Numerous abnormalities in T cells have been described in patients with systemic lupus erythematosus (SLE), including lymphopenia, DNA demethylation, expression of endogenous retroviruses, increased cell death, enlarged mitochondria, production of reactive oxygen species (ROS), and the appearance of CD4-CD8- T cells. We propose a model in which accelerated homeostatic proliferation of T cells promotes an epigenetic and metabolic program leading to this cluster of abnormalities. Recent Advances: Growing knowledge of the innate immune disorders in SLE has included increased mitochondrial size and ROS production that induces oligomerization of mitochondrial antiviral-signaling (MAVS) protein and type I Interferon production, as well as DNA demethylation, upregulation of inflammatory genes, and expression of certain endogenous retroviruses in SLE peripheral blood mononuclear cells (PBMC). All of these events are part of the cellular program that occurs during homeostatic proliferation of T cells.

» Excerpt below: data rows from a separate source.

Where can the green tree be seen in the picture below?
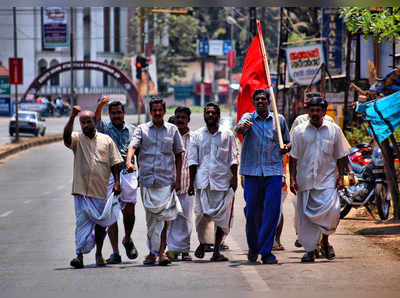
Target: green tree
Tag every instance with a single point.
(382, 23)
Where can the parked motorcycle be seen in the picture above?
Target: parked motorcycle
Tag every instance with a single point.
(371, 190)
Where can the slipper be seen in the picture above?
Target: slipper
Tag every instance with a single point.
(186, 257)
(100, 261)
(208, 248)
(163, 260)
(223, 246)
(219, 258)
(130, 249)
(328, 252)
(297, 243)
(77, 262)
(199, 252)
(278, 247)
(150, 259)
(114, 259)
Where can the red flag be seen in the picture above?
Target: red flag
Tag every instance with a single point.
(253, 77)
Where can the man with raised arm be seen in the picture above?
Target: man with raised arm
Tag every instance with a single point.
(319, 150)
(213, 178)
(121, 133)
(261, 166)
(95, 158)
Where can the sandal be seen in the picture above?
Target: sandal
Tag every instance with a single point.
(172, 255)
(114, 259)
(77, 262)
(219, 258)
(199, 252)
(130, 249)
(278, 247)
(186, 257)
(309, 257)
(100, 261)
(163, 260)
(150, 259)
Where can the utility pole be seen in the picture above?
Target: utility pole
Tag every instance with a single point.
(16, 85)
(71, 47)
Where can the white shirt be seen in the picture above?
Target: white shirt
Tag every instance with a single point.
(316, 151)
(214, 154)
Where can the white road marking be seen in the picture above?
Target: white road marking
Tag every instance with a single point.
(249, 272)
(6, 213)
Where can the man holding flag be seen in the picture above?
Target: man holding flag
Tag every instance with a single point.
(265, 140)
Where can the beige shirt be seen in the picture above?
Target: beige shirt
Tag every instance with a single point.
(316, 151)
(93, 159)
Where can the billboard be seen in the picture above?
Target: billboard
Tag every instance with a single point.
(332, 31)
(55, 27)
(303, 62)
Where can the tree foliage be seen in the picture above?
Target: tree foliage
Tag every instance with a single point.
(383, 23)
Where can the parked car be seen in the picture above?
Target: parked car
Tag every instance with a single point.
(28, 122)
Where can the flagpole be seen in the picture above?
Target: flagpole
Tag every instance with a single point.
(270, 87)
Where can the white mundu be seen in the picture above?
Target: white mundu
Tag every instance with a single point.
(317, 151)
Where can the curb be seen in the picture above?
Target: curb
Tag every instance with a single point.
(26, 144)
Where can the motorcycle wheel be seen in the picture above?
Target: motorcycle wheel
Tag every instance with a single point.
(344, 209)
(382, 200)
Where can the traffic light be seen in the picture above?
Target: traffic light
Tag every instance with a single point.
(141, 62)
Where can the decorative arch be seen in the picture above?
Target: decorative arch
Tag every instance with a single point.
(109, 69)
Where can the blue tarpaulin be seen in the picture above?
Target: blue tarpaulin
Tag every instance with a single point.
(383, 114)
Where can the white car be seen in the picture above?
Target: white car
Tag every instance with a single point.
(28, 122)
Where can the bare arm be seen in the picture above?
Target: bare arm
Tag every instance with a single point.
(105, 99)
(342, 164)
(178, 165)
(70, 126)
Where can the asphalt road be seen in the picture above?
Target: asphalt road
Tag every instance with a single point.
(37, 243)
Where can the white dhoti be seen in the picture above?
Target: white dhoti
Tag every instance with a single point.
(319, 212)
(180, 229)
(161, 205)
(212, 206)
(89, 212)
(129, 185)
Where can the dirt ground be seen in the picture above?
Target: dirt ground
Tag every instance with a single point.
(385, 234)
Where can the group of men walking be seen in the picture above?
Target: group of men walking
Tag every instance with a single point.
(180, 172)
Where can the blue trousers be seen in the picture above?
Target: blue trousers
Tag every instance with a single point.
(263, 207)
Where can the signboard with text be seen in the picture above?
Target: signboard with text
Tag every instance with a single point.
(55, 27)
(4, 85)
(332, 31)
(303, 63)
(214, 47)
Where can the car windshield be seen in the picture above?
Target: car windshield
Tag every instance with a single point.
(26, 116)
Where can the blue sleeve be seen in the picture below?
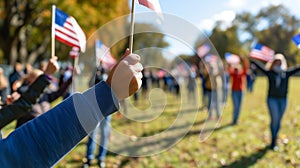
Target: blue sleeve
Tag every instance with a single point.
(46, 139)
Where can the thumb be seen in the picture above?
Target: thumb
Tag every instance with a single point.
(127, 52)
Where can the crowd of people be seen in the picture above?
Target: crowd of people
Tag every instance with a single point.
(27, 93)
(44, 140)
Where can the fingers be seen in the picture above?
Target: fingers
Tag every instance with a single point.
(138, 67)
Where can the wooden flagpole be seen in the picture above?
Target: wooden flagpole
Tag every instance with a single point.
(53, 32)
(131, 26)
(74, 73)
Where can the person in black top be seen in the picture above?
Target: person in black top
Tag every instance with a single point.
(278, 77)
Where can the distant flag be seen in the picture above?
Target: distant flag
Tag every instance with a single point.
(203, 50)
(296, 39)
(67, 30)
(75, 51)
(103, 54)
(232, 58)
(211, 58)
(151, 4)
(262, 53)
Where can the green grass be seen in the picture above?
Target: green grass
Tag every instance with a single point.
(243, 145)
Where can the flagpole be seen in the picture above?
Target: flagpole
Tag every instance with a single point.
(74, 73)
(53, 32)
(131, 26)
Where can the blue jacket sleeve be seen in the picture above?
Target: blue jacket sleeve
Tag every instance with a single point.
(46, 139)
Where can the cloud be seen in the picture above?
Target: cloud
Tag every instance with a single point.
(226, 17)
(237, 3)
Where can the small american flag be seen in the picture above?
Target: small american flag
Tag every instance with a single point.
(232, 58)
(203, 50)
(67, 30)
(103, 54)
(262, 53)
(151, 4)
(296, 39)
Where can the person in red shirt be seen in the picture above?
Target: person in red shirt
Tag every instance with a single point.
(238, 75)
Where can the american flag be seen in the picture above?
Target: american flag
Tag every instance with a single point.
(67, 30)
(296, 39)
(203, 50)
(74, 52)
(151, 4)
(232, 58)
(262, 53)
(103, 54)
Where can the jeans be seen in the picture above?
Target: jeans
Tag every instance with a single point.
(104, 138)
(237, 97)
(213, 103)
(277, 108)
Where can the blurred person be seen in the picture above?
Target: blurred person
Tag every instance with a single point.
(104, 127)
(251, 76)
(4, 87)
(191, 85)
(203, 79)
(18, 105)
(65, 75)
(46, 98)
(237, 74)
(278, 77)
(211, 75)
(16, 74)
(45, 140)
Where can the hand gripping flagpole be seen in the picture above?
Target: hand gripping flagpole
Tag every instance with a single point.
(53, 32)
(131, 26)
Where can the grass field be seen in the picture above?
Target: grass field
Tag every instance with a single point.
(244, 145)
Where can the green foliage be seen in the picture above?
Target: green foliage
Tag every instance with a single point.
(273, 26)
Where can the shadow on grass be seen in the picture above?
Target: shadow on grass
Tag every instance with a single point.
(209, 129)
(250, 160)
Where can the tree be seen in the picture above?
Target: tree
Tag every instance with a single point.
(25, 25)
(151, 42)
(273, 26)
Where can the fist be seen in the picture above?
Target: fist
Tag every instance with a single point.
(52, 66)
(126, 76)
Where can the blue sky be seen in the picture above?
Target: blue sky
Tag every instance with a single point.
(204, 13)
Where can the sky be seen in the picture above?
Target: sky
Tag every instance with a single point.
(204, 13)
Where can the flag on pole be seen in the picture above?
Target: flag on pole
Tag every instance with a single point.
(262, 53)
(151, 4)
(203, 50)
(68, 31)
(296, 39)
(103, 54)
(75, 51)
(232, 58)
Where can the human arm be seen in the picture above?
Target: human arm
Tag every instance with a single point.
(292, 71)
(46, 139)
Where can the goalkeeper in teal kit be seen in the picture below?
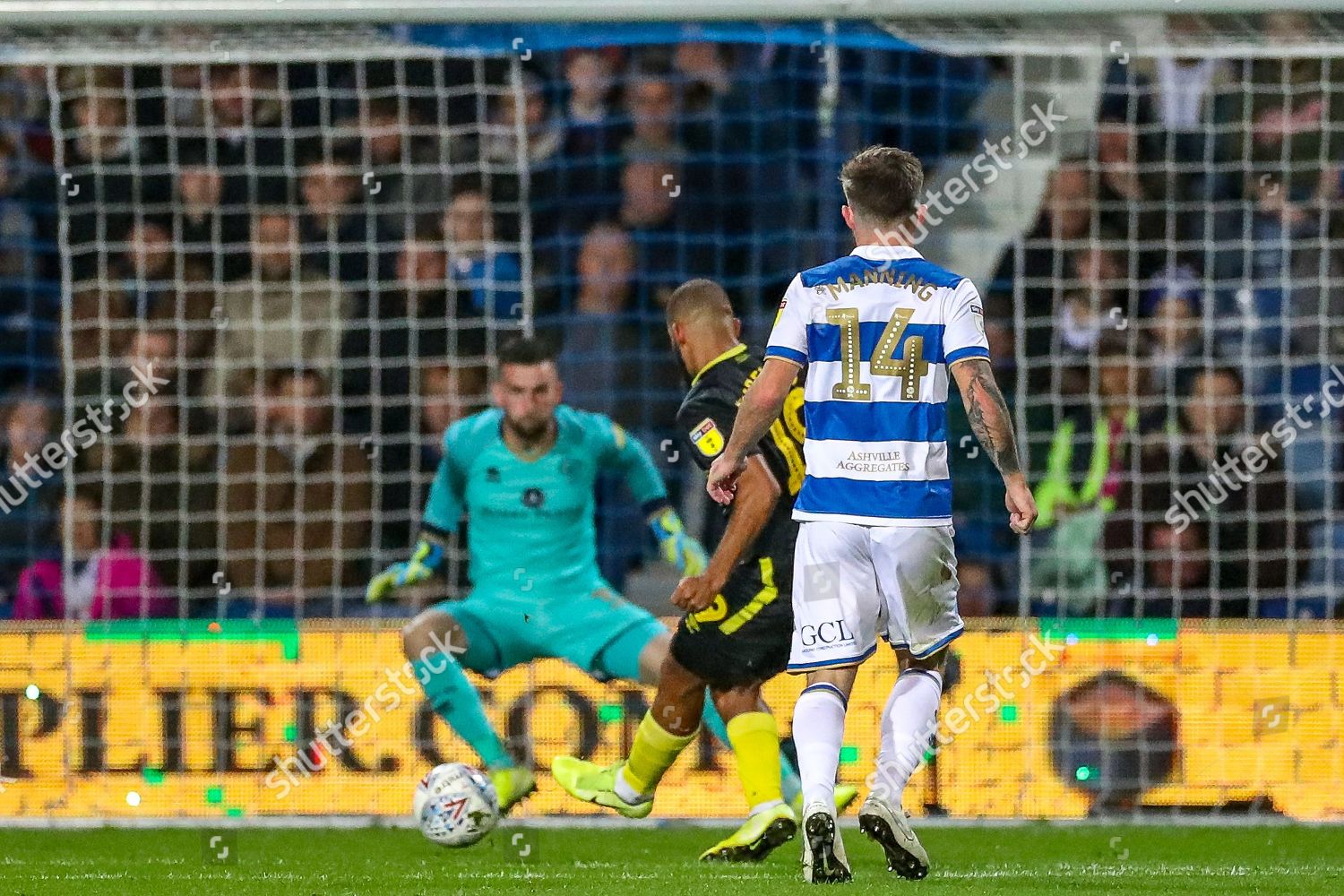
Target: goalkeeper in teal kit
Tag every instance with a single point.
(523, 471)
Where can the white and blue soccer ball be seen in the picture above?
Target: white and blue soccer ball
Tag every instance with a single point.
(456, 805)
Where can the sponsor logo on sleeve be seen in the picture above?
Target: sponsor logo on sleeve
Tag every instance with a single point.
(707, 438)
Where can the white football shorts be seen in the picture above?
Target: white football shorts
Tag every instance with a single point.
(855, 582)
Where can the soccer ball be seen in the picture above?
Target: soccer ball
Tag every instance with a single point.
(456, 805)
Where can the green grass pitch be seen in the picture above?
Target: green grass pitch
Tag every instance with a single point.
(620, 861)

Despite extensive knowledge of the myriad autoantibodies in SLE and other immune abnormalities, a cogent model has been lacking to link the numerous and seemingly disparate immune aberrations. This may partly explain the general lack of new drugs specifically for SLE in over 50 years. A more coherent model of SLE would not only unify the variety of immune abnormalities is SLE, it would also suggest new therapies.
The model of augmented homeostatic proliferation leading to increased mitochondrial mass, ROS, DNA demethylation, and upregulation of inflammatory genes suggests strategic new targets for SLE, including antioxidants and certain inhibitors of metabolism.